Brazil-based non-governmental organization

Promundo is a Brazil-based, non-governmental organization with offices in Brasília, Brazil, that work in collaboration to promote caring, non-violent and equitable masculinities and gender relations in Brazil and internationally. Promundo's work engages women, girls, boys and men; strives to transform gender norms and power relations within key institutions; and is based on building local and international partnerships. It is an applied research institute that works to test, evaluate and advocate for policies and programs that transform masculinities.

==History==

Founded in 1997, Promundo was born out of frustration with the prevailing discourses about gender equality and efforts to put those discourses into action, practice and policy. The institute has concentrated on developing evaluated interventions and advocacy strategies to achieve gender equality with a focus on engaging men and boys in changing inequitable and violent forms of masculinities.

Promundo works locally, nationally, and internationally to:
- Conduct research to build the knowledge base on masculinities and gender equality;
- Develop, evaluate and scale up gender transformative interventions and policies;
- Carry out national and international advocacy to achieve gender equality and social justice.

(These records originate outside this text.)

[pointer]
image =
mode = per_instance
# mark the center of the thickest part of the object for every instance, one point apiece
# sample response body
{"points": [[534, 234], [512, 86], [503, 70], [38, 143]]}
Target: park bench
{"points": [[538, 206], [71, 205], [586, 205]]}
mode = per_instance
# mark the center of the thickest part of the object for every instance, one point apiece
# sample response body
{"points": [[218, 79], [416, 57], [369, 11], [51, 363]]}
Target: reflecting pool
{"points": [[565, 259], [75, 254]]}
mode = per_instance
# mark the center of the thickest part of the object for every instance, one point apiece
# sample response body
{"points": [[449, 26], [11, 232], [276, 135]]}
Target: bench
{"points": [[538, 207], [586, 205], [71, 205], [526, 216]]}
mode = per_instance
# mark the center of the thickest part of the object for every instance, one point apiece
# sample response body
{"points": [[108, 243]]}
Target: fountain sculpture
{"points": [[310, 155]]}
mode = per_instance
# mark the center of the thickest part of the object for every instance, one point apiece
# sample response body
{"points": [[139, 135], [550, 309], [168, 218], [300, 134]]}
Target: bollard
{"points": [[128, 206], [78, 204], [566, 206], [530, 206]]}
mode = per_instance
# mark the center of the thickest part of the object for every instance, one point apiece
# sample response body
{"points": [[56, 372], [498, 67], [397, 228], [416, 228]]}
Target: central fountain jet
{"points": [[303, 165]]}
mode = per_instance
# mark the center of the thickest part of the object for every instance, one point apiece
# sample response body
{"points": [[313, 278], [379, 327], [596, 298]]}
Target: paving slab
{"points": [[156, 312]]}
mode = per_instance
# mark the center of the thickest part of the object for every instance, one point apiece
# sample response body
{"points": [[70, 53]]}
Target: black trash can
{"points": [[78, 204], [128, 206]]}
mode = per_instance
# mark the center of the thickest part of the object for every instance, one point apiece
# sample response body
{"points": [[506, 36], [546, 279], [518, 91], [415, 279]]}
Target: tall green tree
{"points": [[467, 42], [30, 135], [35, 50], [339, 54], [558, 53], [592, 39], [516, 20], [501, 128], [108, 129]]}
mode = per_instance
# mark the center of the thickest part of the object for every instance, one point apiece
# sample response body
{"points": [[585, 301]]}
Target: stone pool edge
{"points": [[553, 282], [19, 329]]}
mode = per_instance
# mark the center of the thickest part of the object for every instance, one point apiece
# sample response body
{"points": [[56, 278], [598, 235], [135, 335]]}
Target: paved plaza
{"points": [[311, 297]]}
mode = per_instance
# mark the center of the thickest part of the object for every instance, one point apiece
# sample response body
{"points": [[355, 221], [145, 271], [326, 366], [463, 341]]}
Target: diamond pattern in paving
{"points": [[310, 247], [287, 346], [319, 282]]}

Promundo designs, implements, and evaluates its research and evidence-based programs in close partnership with local, not-for-profit Civil Society Organizations. In recent years, Promundo has been increasingly recognized for promoting the role of men and boys in achieving gender equality.

==Main programs and activities==

===Program H===
In 1999 Promundo, together with ECOS Comunicação em Sexualidade (São Paulo, Brazil), Instituto Papai (Recife, Brazil), and Salud y Género (Mexico), with support from the Pan American Health Organization (PAHO), the World Health Organization (WHO), International Planned Parenthood Federation/Western Hemisphere Region (IPPF/WHR), JohnSnowBrasil and Durex – SSL International developed the Program H (H for Homens and Hombres, the words for Men).

===Program M===
In 1999 Promundo in partnership with Ecos (São Paulo), Instituto Papai (Recife), Salud y Género (Mexico) and World Education (United States), with the support of the Oak Foundation, the MacArthur Foundation, the Nike Foundation and the Brazilian Secretariat for Women's Policies developed Program M (M for Mulheres and Mujeres, the words for Women).

Program M seeks to promote the health and empowerment of young women through critical reflections about gender, rights and health. It consists of educational workshops, community campaigns and innovative evaluation instruments for assessing the program's impact on young women's gender-related attitudes and perceived self-efficacy in interpersonal relationships.